Yes, our production traffic all uses binary protocol, even behind our
on-server proxy that we use. In fact, if you have a way to reduce syscalls
by batching responses, that would solve another huge pain we have that's of
our own doing.
*Scott Mansfield*
Product > Consumer Science Eng > EVCache > Sr. Software Eng
{
M: 352-514-9452
E: [email protected]
K: {M: mobile, E: email, K: key}
}
On Wed, Jan 25, 2017 at 11:33 AM, dormando <[email protected]> wrote:
> Okay, so it's the big rollup that gets delayed. Makes sense.
>
> You're using binary protocol for everything? That's a major focus of my
> performance annoyance right now, since every response packet is sent
> individually. I should have that switched to an option at least pretty
> soon, which should also help with the time it takes to service them.
>
> I'll test both ascii and binprot + the req_per_event option to see how bad
> this is measurably.
>
> On Wed, 25 Jan 2017, 'Scott Mansfield' via memcached wrote:
>
> > The client is the EVCache client jar: https://github.com/netflix/evcache
> > When a user calls the batch get function on the client, it will spread
> those batch gets out over many servers because it is hashing keys to
> different servers. Imagine many of
> > these batch gets happening at the same time, though, and each server's
> queue will get a bunch of gets from a bunch of different user-facing batch
> gets. It all gets intermixed.
> > These client-side read queues are rather large (10000) and might end up
> sending a batch of a few hundred keys at a time. These large batch gets are
> sent off to the servers as
> > "one" getq|getq|getq|getq|getq|getq|getq|getq|getq|getq|noop package
> and read back in that order. We are reading the responses fairly
> efficiently internally, but the batch get
> > call that the user made is waiting on the data from all of these
> separate servers to come back in order to properly respond to the user in a
> synchronous manner.
> >
> > Now on the memcached side, there's many servers all doing this same
> pattern of many large batch gets. Memcached will stop responding to that
> connection after 20 requests on the
> > same event and go serve other connections. If that happens, any
> user-facing batch call that is waiting on any getq command still waiting to
> be serviced on that connection can
> > be delayed. It doesn't normally end up causing timeouts but it does at a
> low level.
> >
> > Our timeouts for this app in particular are 5 seconds for a single
> user-facing batch get call. This client app is fine with higher latency for
> higher throughput.
> >
> > At this point we have the reqs_per_event set to a rather high 300 and it
> seems to have solved our problem.

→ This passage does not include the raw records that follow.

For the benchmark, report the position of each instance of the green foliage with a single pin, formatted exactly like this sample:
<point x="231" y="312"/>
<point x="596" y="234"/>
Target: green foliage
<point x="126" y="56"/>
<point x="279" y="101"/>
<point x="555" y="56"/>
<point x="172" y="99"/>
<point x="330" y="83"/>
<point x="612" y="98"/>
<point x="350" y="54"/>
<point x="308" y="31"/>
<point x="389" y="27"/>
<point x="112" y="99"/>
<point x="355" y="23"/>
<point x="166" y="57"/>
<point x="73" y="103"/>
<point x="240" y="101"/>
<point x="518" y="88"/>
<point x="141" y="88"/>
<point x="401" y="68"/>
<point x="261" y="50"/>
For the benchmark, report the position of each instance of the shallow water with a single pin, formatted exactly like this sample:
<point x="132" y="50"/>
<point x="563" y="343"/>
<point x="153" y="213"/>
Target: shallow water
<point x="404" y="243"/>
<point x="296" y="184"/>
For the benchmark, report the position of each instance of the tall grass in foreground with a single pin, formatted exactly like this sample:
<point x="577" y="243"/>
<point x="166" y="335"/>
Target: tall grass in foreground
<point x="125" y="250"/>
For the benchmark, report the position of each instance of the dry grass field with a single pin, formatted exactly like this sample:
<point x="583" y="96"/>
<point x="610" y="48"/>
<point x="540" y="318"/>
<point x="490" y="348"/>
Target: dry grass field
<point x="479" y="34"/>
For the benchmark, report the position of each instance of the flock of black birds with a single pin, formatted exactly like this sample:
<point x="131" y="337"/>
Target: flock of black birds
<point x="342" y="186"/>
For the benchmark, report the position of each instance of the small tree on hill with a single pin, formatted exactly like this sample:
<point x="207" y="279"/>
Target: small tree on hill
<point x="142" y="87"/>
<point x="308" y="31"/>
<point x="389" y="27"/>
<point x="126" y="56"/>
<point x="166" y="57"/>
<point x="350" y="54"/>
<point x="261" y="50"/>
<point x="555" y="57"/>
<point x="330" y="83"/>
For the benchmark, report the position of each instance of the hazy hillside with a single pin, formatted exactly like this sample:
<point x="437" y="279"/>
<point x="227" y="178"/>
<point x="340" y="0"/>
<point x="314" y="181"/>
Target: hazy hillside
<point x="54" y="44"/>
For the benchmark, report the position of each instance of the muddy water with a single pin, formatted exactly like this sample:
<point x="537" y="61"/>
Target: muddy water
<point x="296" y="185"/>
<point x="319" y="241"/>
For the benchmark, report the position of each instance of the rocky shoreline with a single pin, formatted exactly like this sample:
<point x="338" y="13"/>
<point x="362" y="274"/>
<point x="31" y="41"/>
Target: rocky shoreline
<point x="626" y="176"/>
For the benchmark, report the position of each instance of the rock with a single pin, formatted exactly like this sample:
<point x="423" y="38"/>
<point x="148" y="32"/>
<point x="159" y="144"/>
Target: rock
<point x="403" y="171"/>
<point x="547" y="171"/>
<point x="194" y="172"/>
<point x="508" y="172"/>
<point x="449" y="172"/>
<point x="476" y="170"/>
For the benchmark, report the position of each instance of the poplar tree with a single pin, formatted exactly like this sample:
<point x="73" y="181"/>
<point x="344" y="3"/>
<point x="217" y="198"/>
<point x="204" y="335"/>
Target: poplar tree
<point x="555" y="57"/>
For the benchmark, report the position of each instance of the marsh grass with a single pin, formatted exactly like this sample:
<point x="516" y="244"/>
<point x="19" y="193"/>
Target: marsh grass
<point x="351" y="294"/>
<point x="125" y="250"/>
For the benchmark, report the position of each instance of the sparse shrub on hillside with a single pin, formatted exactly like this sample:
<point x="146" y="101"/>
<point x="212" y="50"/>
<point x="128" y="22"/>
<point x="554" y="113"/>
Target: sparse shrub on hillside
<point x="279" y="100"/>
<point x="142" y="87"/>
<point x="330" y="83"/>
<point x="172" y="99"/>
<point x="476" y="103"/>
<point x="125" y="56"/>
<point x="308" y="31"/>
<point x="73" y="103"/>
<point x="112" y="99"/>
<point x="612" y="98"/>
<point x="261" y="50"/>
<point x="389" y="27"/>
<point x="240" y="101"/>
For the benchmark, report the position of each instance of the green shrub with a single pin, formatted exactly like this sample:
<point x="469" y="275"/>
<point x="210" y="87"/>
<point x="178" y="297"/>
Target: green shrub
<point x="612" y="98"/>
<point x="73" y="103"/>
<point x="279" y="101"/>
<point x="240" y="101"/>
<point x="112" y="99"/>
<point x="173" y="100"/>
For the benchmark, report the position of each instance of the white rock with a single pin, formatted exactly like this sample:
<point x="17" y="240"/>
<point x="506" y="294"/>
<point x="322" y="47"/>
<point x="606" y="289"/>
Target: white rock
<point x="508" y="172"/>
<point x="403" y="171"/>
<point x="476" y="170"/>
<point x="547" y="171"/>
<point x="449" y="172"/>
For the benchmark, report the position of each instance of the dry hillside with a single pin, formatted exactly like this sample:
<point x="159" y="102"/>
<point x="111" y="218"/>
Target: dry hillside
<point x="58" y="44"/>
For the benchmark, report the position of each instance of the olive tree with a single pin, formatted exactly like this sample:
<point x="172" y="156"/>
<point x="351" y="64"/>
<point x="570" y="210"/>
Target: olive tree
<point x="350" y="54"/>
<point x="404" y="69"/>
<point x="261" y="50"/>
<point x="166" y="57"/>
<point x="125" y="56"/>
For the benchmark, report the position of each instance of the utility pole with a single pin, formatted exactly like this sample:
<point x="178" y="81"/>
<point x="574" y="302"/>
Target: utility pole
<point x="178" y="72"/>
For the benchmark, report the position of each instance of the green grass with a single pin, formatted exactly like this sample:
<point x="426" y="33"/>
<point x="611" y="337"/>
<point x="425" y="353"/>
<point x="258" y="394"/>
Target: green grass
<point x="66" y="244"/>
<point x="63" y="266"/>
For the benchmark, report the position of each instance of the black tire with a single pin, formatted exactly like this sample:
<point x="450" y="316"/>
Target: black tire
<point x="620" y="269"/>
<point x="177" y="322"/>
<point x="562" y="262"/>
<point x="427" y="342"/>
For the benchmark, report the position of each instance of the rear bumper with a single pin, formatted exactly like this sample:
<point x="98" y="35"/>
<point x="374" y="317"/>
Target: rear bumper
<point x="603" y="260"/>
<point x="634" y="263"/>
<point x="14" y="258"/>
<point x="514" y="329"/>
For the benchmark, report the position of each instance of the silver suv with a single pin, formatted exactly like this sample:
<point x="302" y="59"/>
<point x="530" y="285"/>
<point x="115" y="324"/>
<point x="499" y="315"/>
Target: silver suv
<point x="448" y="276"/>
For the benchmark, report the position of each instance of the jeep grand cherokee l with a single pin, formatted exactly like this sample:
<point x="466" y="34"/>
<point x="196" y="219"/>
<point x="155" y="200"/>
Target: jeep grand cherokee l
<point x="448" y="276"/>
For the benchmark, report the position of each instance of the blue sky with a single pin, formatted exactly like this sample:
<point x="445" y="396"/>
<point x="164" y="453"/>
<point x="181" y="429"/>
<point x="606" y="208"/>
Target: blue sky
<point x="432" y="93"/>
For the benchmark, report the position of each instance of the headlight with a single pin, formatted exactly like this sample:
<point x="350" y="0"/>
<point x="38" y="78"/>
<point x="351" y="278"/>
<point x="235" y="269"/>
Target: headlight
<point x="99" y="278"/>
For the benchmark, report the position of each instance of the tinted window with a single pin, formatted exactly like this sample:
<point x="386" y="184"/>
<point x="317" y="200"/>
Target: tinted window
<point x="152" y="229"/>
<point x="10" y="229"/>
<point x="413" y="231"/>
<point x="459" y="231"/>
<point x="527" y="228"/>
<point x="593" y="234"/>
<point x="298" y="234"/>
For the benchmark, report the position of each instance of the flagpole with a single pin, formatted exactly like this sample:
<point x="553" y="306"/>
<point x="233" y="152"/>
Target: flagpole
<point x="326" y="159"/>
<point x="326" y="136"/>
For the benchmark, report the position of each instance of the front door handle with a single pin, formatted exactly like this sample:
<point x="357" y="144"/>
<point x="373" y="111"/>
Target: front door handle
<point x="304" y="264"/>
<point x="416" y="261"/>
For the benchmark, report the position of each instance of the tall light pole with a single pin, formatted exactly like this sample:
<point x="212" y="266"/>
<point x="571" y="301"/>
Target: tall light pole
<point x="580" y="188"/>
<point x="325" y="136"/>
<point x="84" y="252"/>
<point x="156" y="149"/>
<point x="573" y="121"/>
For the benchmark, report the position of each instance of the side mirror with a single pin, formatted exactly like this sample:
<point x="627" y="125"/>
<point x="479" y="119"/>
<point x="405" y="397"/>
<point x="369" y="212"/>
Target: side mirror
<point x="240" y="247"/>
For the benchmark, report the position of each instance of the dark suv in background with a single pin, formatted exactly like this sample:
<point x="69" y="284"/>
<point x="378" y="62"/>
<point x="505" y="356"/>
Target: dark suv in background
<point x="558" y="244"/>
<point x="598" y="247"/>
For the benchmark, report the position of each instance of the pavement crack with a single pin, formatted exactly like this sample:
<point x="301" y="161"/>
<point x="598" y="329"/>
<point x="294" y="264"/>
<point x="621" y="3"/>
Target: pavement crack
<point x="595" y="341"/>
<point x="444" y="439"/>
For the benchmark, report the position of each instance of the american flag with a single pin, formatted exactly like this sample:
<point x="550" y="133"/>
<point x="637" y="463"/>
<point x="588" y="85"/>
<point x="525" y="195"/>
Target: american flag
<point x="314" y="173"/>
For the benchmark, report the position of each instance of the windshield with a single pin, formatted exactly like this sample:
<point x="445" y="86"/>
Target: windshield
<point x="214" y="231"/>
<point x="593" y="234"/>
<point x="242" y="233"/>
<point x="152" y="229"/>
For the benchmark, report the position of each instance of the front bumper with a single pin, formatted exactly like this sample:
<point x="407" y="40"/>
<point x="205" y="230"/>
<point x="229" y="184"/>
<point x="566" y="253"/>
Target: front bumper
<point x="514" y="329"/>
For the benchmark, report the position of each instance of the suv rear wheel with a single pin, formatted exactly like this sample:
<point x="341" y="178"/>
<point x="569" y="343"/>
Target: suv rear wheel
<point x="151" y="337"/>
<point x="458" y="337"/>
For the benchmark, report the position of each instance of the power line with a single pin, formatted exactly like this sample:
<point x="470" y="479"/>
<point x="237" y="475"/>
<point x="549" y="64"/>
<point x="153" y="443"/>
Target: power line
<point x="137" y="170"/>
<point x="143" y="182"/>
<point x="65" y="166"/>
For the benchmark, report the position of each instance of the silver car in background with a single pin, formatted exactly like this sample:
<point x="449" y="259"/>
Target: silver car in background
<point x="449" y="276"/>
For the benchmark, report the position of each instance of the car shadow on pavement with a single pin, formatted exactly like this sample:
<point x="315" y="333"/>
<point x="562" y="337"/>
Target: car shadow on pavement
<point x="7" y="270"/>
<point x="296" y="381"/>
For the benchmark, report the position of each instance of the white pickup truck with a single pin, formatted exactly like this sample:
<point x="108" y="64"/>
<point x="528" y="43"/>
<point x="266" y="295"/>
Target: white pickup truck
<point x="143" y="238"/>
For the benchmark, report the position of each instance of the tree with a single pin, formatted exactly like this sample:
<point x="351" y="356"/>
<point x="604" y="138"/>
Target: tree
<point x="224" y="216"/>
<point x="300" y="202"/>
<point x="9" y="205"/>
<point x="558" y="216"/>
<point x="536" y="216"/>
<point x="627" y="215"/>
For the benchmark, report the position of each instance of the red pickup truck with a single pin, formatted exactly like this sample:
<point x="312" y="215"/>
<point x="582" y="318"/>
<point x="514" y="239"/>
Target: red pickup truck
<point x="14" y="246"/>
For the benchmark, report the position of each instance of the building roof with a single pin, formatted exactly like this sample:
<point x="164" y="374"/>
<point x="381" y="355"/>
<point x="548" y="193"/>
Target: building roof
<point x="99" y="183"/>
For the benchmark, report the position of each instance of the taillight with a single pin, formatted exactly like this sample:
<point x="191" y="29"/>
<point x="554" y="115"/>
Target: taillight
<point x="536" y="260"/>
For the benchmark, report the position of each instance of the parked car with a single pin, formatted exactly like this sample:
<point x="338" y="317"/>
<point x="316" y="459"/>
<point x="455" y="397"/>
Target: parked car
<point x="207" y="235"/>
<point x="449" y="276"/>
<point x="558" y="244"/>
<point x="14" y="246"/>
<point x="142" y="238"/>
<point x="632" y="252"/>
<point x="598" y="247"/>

I don't think it's causing any more
> consternation (for now), but
> > having a dynamic setting would have lowered the operational complexity
> of the tuning.
> >
> >
> > Scott Mansfield
> > Product > Consumer Science Eng > EVCache > Sr. Software Eng
> > {
> > M: 352-514-9452
> > E: [email protected]
> > K: {M: mobile, E: email, K: key}
> > }
> >
> > On Wed, Jan 25, 2017 at 11:04 AM, dormando <[email protected]> wrote:
> > I guess when I say dynamic I mostly mean runttime-settable.
> Dynamic is a
> > little harder so I tend to do those as a second pass.
> >
> > You're saying your client had head-of-line blocking for unrelated
> > requests? I'm not 100% sure I follow.
> >
> > Big multiget comes in, multiget gets processed slightly slower
> than normal
> > due to other clients making requests, so requests *behind* the
> multiget
> > time out, or the multiget itself?
> >
> > How long is your timeout? :P
> >
> > I'll take a look at it as well and see about raising the limit in
> `-o
> > modern` after some performance tests. The default is from 2006.
> >
> > thanks!
> >
> > On Wed, 25 Jan 2017, 'Scott Mansfield' via memcached wrote:
> >
> > > The reqs_per_event setting was causing a client that was doing
> large batch-gets (of a few hundred keys) to see some timeouts. Since
> memcached will delay
> > responding fully until
> > > other connections are serviced and our client will wait until
> the batch is done, we see some client-side timeouts for the users of our
> client library. Our
> > solution has been to
> > > up the setting during startup, but just as a thought experiment
> I was asking if we could have done it dynamically to avoid losing data. At
> the moment there's
> > quite a lot of
> > > machinery to change the setting (deploy, copy data over with our
> cache warmer, flip traffic, tear down old boxes) and I would have rather
> left everything as is
> > and adjusted the
> > > setting on the fly until our client's problem was resolved.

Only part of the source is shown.